Eine Ausleuchtung, fast wie in einem Film Noir. Festivalleiterin Svenja Böttger, Programmleiter Oliver Baumgarten (links) und Ophüls-Geschäftsführer Thomas Brück (Grüne) gestern im Saarbrücker Filmhaus. Rechts oben schmaucht der Festival-Namensgeber Max Ophüls

Foto: dpa/Oliver Dietze

Alles Gute zum Geburtstag: Für das kommende 40. Filmfestival Max Ophüls Preis erhöht die Stadt Saarbrücken ihre Unterstützung um 70 000 Euro auf insgesamt 400 000. Der Etat des Festivals liegt so, mit Förderung aus Landesmitteln und von Sponsoren, diesmal bei 1,1 Millionen Euro. Eine einmalige Erhöhung sollen die 70 000 Euro nicht sein. Das betonten gestern Oberbürgermeisterin Charlotte Britz (SPD) und Kulturdezernent/Ophüls-Geschäftsführer Thomas Brück (Grüne) bei der Pressekonferenz zum Jubiläumsjahrgang (14.-20. Januar). Brück ist „zuversichtlich, dass die Erhöhung manifestiert wird, das Festival hat quer durch alle Parteien Unterstützung“.

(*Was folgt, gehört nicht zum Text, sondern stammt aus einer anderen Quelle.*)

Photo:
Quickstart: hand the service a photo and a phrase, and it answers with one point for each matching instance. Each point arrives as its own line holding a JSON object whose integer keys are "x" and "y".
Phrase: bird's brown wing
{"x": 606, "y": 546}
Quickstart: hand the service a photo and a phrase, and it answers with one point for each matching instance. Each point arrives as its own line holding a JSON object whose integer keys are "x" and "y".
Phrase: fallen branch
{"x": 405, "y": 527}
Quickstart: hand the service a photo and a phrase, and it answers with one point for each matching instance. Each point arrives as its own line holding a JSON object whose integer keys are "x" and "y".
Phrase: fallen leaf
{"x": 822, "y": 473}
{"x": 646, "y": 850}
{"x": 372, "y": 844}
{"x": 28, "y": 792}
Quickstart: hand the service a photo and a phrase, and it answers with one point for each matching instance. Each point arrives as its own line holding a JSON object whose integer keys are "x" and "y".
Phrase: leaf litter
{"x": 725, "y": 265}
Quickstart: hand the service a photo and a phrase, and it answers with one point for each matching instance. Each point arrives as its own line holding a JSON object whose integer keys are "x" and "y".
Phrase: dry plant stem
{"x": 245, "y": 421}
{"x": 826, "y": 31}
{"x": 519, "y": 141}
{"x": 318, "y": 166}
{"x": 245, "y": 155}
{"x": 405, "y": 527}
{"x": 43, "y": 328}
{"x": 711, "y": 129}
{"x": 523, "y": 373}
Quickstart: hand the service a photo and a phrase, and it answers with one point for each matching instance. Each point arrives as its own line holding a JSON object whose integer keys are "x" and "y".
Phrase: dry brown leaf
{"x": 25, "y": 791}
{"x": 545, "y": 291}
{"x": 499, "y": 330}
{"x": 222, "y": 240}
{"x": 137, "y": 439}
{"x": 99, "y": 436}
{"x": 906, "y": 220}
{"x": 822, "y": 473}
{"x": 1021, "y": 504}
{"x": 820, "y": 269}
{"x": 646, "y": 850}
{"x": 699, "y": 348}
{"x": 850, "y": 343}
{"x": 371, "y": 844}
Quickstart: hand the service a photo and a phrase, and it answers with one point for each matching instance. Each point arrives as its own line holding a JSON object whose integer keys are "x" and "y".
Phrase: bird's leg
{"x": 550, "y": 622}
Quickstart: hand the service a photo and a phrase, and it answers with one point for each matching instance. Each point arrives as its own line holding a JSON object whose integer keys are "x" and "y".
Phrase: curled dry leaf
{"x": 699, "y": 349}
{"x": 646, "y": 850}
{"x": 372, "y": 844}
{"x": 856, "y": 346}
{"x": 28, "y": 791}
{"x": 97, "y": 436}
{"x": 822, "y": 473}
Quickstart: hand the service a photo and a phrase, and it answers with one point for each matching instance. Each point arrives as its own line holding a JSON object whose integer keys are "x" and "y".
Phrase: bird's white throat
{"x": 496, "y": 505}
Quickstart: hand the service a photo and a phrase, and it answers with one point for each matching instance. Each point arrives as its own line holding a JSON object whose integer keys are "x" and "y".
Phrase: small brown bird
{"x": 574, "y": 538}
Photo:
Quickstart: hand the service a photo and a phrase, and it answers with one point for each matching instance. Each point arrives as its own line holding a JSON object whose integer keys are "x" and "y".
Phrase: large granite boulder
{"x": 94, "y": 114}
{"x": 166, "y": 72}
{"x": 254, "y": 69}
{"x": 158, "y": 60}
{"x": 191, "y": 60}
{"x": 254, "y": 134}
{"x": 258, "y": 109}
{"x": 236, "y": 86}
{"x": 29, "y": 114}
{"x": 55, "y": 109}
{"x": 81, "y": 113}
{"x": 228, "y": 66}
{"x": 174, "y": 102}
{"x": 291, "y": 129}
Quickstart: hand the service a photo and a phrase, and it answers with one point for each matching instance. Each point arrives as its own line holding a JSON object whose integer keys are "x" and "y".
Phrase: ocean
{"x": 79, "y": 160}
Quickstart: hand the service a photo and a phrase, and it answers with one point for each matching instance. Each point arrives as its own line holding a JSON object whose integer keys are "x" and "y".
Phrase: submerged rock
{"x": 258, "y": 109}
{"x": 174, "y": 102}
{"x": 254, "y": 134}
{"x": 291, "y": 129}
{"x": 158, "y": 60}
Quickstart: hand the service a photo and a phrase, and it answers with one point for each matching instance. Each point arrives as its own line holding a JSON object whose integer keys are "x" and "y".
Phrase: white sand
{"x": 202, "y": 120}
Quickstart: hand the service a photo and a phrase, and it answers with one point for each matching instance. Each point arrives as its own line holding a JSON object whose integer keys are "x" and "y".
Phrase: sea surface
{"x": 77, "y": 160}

Zu seinem 40. Geburtstag blickt das Festival mit einer Filmreihe auf seine Historie zurück, gezeigt und kommentiert „von Leuten, die Geschichte mitbringen“, wie Programmleiter Oliver Baumgarten sagt. In 40 Festivaljahren seien um die 3500 Filme gelaufen, zehn habe das Festival ausgewählt, einer davon sei besonders zwingend gewesen: Frank Ripplohs „Taxi zum Klo“, der 1981 den Ophüls-Preis gewann und das noch junge Festival bundesweit bekannt machte – hatte die Jury doch einen Film ausgezeichnet, der sich mit expliziten Bildern einer schwulen Biografie widmet, was die konservative Presse damals entsetzte und sie von einem „Porno“ sprechen ließ.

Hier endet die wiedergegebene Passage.